Pero ahora era quien más le preocupaba. El tal sargento Borgnine había muerto. Y lo había matado Rubén. Para salvarla a ella. Y ahora que le había contado a Bishop que se había encontrado con él, estaba convencida de que su antiguo jefe no tardaría en atar cabos, que lo estaba haciendo ahora mismo, seguro que asomado a la ventana desde donde la miraba cruzar la calle y perderse entre los escombros de Berlín. Pronto alguien tendría una prueba de que Rubén había acabado con la vida de ese militar que había intentado forzarla. Había testigos que los habían visto salir a los dos del bar juntos. Y alguien habría visto a Rubén también. Y lo peor de todo sería que lo detuvieran y lo juzgaran por su culpa. A su Rubén, que bastante había sufrido ya. Si encontraba a Franz Müller, tal vez Bishop cumpliría su promesa de devolverla a París con Rubén. Aunque él no quisiera volver a estar con ella, Anna iba a hacer todo cuanto estuviese en su mano para sacarlo de allí, para poner tierra de por medio antes de que alguien lo encontrase y lo metiera en una celda hasta que lo juzgasen.

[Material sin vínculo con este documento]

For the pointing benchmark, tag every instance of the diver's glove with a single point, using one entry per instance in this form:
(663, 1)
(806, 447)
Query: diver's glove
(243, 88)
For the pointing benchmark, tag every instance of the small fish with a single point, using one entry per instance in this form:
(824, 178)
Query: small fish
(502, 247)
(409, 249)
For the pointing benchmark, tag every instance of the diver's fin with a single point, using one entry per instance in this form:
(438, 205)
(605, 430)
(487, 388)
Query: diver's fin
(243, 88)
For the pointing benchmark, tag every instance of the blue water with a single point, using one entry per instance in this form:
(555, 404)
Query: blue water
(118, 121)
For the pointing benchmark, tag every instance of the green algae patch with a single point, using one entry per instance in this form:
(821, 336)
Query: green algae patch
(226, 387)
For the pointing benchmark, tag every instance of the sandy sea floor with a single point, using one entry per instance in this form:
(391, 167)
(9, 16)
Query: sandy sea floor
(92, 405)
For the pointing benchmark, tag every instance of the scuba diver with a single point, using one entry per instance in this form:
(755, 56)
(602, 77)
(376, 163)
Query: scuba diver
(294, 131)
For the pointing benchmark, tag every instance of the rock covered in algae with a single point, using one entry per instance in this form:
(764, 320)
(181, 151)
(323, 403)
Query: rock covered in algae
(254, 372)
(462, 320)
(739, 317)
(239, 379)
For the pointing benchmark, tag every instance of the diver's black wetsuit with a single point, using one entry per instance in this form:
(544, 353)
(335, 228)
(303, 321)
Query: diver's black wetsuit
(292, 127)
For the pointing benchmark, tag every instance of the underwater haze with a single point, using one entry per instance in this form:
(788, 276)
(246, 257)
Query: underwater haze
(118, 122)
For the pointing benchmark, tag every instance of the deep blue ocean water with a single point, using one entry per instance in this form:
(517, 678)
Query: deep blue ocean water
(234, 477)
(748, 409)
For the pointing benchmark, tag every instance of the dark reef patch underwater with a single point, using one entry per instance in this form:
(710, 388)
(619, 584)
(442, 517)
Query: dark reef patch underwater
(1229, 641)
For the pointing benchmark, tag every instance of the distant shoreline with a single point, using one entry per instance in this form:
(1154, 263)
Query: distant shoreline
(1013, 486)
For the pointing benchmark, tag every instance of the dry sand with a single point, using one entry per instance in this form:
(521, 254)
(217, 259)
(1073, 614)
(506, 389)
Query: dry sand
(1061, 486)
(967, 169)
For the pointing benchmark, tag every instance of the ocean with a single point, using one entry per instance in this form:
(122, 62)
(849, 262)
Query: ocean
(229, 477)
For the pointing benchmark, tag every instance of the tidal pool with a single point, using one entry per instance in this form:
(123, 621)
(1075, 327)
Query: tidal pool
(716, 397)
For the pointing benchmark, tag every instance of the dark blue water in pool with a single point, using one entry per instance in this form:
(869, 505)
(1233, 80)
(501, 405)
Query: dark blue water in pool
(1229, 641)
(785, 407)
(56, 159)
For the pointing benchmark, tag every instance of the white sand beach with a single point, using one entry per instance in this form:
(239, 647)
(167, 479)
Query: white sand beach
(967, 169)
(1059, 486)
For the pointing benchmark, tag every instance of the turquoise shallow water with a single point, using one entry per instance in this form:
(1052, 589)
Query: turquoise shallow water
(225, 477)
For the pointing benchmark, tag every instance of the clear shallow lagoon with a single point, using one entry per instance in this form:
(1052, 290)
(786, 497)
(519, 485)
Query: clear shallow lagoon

A Franz Müller le gustaría pensar que la vida se repite, pero en Berlín era diferente. Esta vez no había podido salvar a Anna, y era ahora cuando más quería convertirse en el héroe que nunca fue, cuando sus pecados se habían agrandado tanto que lo de París —llevar un carnet de las SS que no era suyo, hacer que estaba en la puerta del café como por casualidad— no era más que una mentirijilla comparado con todo lo que sucedió después.
En Berlín, después de que terminase la guerra, había vuelto a ser el músico aficionado que tocaba el violín en la calle para sacar algún dinero, ahora mucho más necesario que antes, cuando el único trabajo posible para un hombre como él era recoger escombros. Pero lo peor de su situación era su condición de ingeniero. Se había preguntado Franz Müller muchas veces qué habría sido de su vida si se hubiera quedado en Austria, si hubiera encontrado la manera de evitar ser llamado a filas o si se hubiera escondido en algún lugar donde nadie lo hubiera podido encontrar en lugar de volver a Berlín para trabajar como ingeniero en la fábrica de aviones a reacción de Heinkel. Desde su último viaje a París, ya no había vuelto a ver a Anna, nunca más. Durante diez meses se habían encontrado cuatro veces, y aunque había apretado todas las teclas que pudo para que ella se marchase de París con la Wehrmacht que se retiraba, al final no supo nada más de ella, y no la había vuelto a ver hasta hoy, después de que su viejo amigo Dieter Block, que ahora no se llamaba así porque los SS eran detenidos y encarcelados, le informara de que la habían visto en Berlín acompañada de un agente norteamericano.